I think I want to work with children / What if I can’t make a living? (mental)
I’m excited to move forward / I’m afraid to take action. (emotional)
I really want to leave this firm / When I start to write my resignation letter, I get a headache. (physical)
My goal is to start a group for LGBTQQ allies / I haven’t asked anyone to join. (behavioral)
Through practice, the nuances of Embracing the Shadow will come. Our protectors naturally have reactions. They may be skeptical or block us, but with patience, we can do the inner work at the pace our internal system can handle. Our continual deep inner work supports our outer work. When we transcend our limiting beliefs we can work at a much deeper level.

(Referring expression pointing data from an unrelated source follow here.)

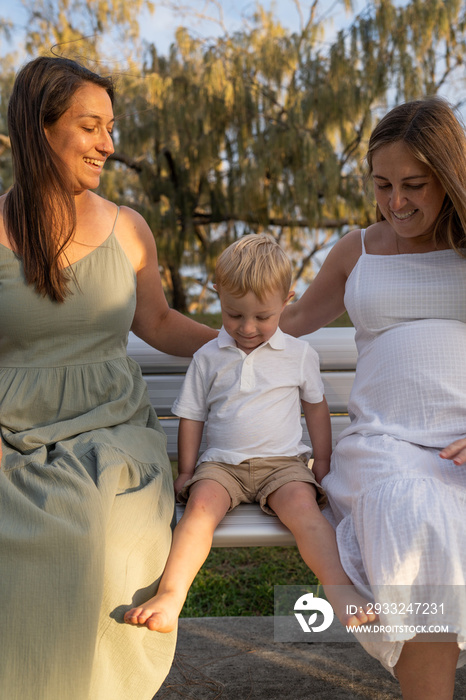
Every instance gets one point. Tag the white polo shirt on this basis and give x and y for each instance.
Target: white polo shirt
(251, 403)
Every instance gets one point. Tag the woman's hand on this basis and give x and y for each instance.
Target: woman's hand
(456, 452)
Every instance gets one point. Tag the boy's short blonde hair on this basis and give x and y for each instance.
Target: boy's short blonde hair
(255, 263)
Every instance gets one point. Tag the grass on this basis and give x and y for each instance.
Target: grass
(240, 581)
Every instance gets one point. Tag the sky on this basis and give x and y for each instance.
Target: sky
(160, 26)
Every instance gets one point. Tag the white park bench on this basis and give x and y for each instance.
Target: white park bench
(247, 525)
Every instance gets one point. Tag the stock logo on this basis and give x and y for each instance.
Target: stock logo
(308, 604)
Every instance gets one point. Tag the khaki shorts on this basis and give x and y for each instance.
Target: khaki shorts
(255, 479)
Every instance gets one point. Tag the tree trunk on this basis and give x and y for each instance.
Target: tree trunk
(179, 301)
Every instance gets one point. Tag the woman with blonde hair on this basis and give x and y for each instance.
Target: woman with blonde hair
(397, 483)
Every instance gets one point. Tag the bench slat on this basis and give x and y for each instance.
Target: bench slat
(248, 526)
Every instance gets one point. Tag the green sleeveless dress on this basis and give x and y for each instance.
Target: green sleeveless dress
(86, 493)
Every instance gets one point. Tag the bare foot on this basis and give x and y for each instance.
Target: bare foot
(159, 614)
(351, 609)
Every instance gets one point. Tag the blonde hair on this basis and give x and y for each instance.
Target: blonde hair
(255, 263)
(435, 136)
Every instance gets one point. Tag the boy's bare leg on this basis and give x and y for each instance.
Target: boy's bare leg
(296, 506)
(192, 540)
(426, 669)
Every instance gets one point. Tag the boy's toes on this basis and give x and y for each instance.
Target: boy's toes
(158, 622)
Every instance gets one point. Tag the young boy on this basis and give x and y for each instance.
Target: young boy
(248, 386)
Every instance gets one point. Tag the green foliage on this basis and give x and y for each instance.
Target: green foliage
(260, 129)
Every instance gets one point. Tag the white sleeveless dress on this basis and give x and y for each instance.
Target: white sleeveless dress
(399, 509)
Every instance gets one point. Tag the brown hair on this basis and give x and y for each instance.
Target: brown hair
(39, 214)
(255, 263)
(436, 138)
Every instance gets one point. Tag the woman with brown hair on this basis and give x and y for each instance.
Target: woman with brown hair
(397, 482)
(86, 493)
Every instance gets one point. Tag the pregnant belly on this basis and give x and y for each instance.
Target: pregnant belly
(411, 382)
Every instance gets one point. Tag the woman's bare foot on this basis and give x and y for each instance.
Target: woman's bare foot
(351, 609)
(159, 614)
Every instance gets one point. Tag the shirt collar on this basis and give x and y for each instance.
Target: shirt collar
(276, 342)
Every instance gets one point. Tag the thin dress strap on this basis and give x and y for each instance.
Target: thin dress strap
(116, 219)
(363, 233)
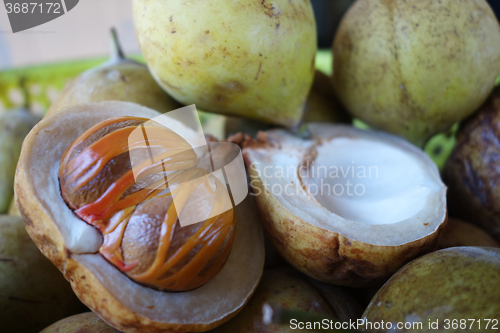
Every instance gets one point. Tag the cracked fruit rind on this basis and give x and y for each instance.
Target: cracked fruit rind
(471, 172)
(451, 284)
(33, 294)
(249, 58)
(341, 239)
(72, 245)
(414, 68)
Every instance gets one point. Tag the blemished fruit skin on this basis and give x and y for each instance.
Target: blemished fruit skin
(247, 58)
(33, 293)
(87, 322)
(471, 172)
(452, 284)
(414, 68)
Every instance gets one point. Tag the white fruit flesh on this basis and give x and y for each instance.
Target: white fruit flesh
(207, 305)
(367, 186)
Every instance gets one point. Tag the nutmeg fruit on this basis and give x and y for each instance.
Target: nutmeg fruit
(111, 221)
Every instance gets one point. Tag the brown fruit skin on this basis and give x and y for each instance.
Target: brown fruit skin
(281, 287)
(84, 281)
(455, 283)
(414, 68)
(471, 172)
(87, 322)
(321, 106)
(119, 80)
(33, 293)
(328, 256)
(460, 233)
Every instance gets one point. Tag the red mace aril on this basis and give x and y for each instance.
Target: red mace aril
(131, 178)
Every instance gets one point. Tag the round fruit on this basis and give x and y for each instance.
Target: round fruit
(87, 322)
(444, 287)
(471, 171)
(33, 294)
(346, 206)
(414, 68)
(118, 79)
(249, 58)
(460, 233)
(97, 244)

Imagine having the skills to help people hear these discordant voices, and create sacred space for each part to be heard and unified, so that people awaken to greater wisdom, energy and possibilities.
Some parts have no desire to be transformed—they were activated to help us deal with very challenging or even dangerous situations and they are serious about protecting us. But we learn to work with parts that are highly resistant to change by opening our hearts. When in doubt, love the part. Get curious. Honor the part’s wisdom.
Genuine connection comes from accepting each part exactly as it is, and acknowledging the importance of its role. That alone often leads to the golden sigh—that moment when shift happens. Ironically, transformation happens more often when we accept what is, not when we press for change.